If they are found guilty of possession they will certainly be expelled, that is this school's policy.

/// 'The school is also aware of its responsibility to safeguard the health, safety and welfare of all of its students and as part of that commitment adopts a policy of zero-tolerance to the possession of drugs, the use of drugs, or dealing in drugs. ///

/// 'Any John Port student found guilty of transgressing this policy is permanently excluded from the school. ///
sqad - it seems to me you know a bit too much about jumping out from bushes, and nurses undressing habits ...
Sqad - you are inviting accusations Boyle-ism - I'd quit while you are ahead.
geezer, regarding the pervert/ dignity comments - how do you imagine this search was undertaken - three men sitting at a table while the boys stripped off (perhaps to music and clapping?)
The indignation displayed by some of these parents is interesting. Presumably they will be quite happy to see their children become drug addicts at an early age, suffer a life that forces them into acquisitive crime to feed their habit to ultimately die a long and painful death as a result of that addiction. Anything to prevent the sensitive little souls having their dignity offended. Of course I forgot, it is only other people's children that break the law.

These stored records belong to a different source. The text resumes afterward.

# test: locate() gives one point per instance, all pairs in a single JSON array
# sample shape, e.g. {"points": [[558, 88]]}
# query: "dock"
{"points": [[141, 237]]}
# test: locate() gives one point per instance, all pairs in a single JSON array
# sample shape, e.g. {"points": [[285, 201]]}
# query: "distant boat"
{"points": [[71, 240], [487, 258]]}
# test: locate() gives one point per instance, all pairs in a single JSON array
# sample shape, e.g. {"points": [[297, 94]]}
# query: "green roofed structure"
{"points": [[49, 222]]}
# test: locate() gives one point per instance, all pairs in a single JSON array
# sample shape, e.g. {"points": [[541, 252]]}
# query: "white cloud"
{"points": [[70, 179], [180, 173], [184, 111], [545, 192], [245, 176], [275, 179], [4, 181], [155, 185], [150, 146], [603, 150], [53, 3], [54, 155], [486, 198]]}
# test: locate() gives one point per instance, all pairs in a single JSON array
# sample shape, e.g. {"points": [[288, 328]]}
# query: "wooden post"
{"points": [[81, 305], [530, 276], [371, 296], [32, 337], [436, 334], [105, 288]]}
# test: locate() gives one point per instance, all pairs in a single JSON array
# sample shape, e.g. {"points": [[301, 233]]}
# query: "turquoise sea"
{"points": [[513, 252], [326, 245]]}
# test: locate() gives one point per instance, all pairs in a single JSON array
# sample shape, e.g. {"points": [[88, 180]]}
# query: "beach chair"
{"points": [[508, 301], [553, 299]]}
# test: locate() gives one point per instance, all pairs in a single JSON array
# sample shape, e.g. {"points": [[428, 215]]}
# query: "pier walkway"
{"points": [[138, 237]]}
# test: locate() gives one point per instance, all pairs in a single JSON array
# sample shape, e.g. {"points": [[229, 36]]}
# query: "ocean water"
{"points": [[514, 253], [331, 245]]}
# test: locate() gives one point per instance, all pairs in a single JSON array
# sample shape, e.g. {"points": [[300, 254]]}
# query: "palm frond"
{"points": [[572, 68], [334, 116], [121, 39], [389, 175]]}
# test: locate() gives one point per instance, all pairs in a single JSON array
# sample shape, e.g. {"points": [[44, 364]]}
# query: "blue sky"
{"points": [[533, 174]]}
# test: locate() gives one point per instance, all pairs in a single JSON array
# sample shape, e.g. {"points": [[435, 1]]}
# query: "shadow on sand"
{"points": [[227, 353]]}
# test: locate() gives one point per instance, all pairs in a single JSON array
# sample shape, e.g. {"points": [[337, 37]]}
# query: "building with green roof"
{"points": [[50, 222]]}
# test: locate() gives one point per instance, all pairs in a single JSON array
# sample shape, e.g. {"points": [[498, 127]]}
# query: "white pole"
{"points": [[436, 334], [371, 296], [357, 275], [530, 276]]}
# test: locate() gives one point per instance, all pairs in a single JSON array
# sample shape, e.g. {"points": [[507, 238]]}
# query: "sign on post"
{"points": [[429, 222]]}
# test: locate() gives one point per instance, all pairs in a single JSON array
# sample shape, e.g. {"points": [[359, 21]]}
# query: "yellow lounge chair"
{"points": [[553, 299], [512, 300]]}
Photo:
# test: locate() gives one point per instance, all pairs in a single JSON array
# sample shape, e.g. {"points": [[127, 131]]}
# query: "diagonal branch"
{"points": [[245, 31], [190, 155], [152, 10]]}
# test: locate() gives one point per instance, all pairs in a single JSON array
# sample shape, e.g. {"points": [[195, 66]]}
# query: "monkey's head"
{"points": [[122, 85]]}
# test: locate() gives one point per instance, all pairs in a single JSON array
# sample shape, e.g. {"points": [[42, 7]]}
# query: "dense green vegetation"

In an ideal world youngsters would not fart around with drugs, and they would not need to be searched in school. But we don’t live in an ideal world. Dabbling with drugs often starts at school and anything the authorities can do to prevent it is fully justified. And as for Old_Geezer’s suggestion that the police search people for drugs to gain some sort of perverted pleasure from it – words simply fail me (and that doesn’t happen too often).
Yet another example of so called balanced Daily Wail reporting (AOG reference the US soldier thread comment a few mins ago).....picking up on the 10 aggrieved parents.

How stoopid can you be if you told the parents of the impending raid...."Duh Sun, you don't have any powdery subbies at school do you?"

The police were right, the headmistress was right and well done for cracking down.
Here's some guesswork - kids who are caught with a bit of puff may be suspended...or if it were a repeat offender, referred to youth counselling or at worst excluded.

...but what if the school had reports of kids actually *dealing* drugs on school premises?

What if is wasn't a bit of weed, but a class A drug?

There's something about this story that makes me think that this was more serious than a bag of grass.

Also - surely the parents' anger (ie. the parents of the arrested children) should be directed at the kids, rather than the police/school.